Five things we learned about syrup during on-campus workshop

Belknap Campus was site of a sticky, sweet lesson in food literacy

 

Lyndon resident and maple syrup maker Dave Barker visited Belknap Campus this month to teach students and the public the basics of tapping trees and making maple syrup. A public workshop Feb. 13 attracted several syrup hobbyists, including a farmer from Washington County. The workshop included a tapping demonstration at Garden Commons, which has four red maples, and a chance to taste fresh syrup Barker had made just the day before (and left attendees wishing for a stack of pancakes, or at least bigger spoons).

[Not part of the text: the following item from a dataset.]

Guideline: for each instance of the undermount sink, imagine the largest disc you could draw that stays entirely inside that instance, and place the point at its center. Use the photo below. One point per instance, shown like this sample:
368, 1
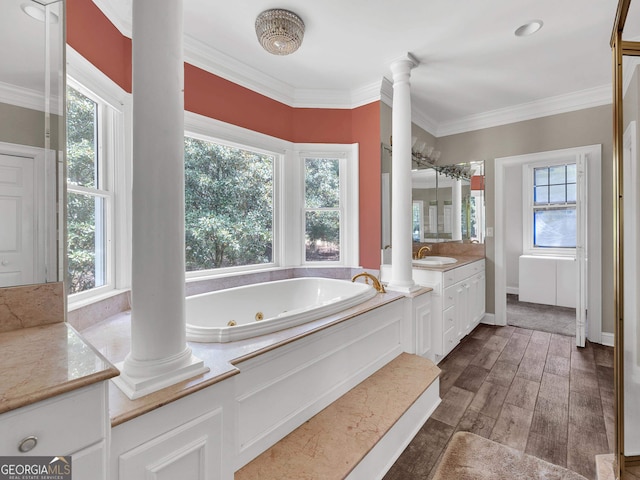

Here are five things we learned during the workshop about making syrup:

  1. Sugar maples aren’t the only trees used for syrup, at least for the home hobbyist. Trees such as sycamores and red maples can also be tapped. Sugar maples are preferred by large producers for their higher sugar content and longer sap-running season, but the real secret to making delicious syrup is in the processing, when the excess water is boiled from the sap.
  2. Boiling the sap is always done over a wood fire. The No. 1 job during the off season for syrup makers is (you guessed it) chopping wood. It takes a cord of firewood wood (about 85 cubic feet) to make just one gallon of syrup.
  3. Barker has helped students tap trees on Belknap Campus, but he has also been given permission to tap trees on Shelby Campus for his own use. He has tapped about 70 trees on Shelby Campus and the surrounding neighborhood, and he uses metal buckets to keep things aesthetically pleasing.
  4. Federal Grove in Auburn, Kentucky, (near Bowling Green) is the southernmost commercial producer of maple syrup in the United States.
  5. Sap is between 1 percent and 3 percent sugar and looks like water. “If you drink it, it is very delicious,” Barker says. “It’s very refreshing.” These days, maple “water” is sold in grocery stores like Kroger, Whole Foods and Walmart.